YEREVAN (RFE/RL)—Armenian temporarily moved its consulate-general in Aleppo to a safer location in Syria’s largest city after more than a week of fierce fighting between Syrian government troops and rebels, official Yerevan announced over the weekend.
Tigran Balayan, the Armenian Foreign Ministry spokesman, told RFE/RL’s Armenian service (Azatutyun.am) that the consulate premises are now located closer to central Aleppo neighborhoods populated by tens of thousands of ethnic Armenians. There have been no reports of major fighting there yet.
Balayan said the main purpose of the relocation is to “organize consular services provided to Syrian Armenians in a safer and faster manner.”
The Aleppo consulate as well as the Armenian Embassy in Damascus continue to function despite escalating violence in Syria. According to the Foreign Ministry, they have issued some 3,000 Armenian visas this year.
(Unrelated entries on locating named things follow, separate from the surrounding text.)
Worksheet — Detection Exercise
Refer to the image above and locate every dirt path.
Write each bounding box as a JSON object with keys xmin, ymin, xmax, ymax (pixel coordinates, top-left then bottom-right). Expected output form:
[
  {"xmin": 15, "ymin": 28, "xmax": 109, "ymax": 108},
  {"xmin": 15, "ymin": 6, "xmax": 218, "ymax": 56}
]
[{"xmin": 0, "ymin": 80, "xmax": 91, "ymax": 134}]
The diplomatic missions were also authorized last week to give Armenian passports to Syrian nationals of Armenian descent. According to immigration authorities in Yerevan, more than 6,000 of them have applied for dual Armenian citizenship since the beginning of last year.
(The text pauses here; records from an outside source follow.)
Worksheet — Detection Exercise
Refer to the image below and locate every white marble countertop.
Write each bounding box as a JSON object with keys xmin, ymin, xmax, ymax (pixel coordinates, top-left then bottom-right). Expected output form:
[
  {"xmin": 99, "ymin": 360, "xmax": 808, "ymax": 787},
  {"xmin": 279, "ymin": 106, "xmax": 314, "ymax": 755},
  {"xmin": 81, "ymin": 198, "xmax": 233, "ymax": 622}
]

Armenia’s Ministry of Diaspora insisted that the increasingly bloody strife in Syria still does not warrant a mass exodus of Armenians. “Most of them do not see [deadly] dangers. Why? Because there is no anti-Armenian hysteria,” said Firdus Zakarian, head of a ministry task force dealing with arriving Syrian Armenians.
The Armenian Revolutionary Federation reaffirmed its opposition to a mass migration of Syrian Armenian community.
Giro Manoyan, the ARF’s political director, said community members coming to Armenia should get government assistance. “But one must not create the impression that all Syrian Armenians want to come to Armenia and that we are not doing anything to help them come because there is no such desire,” he said.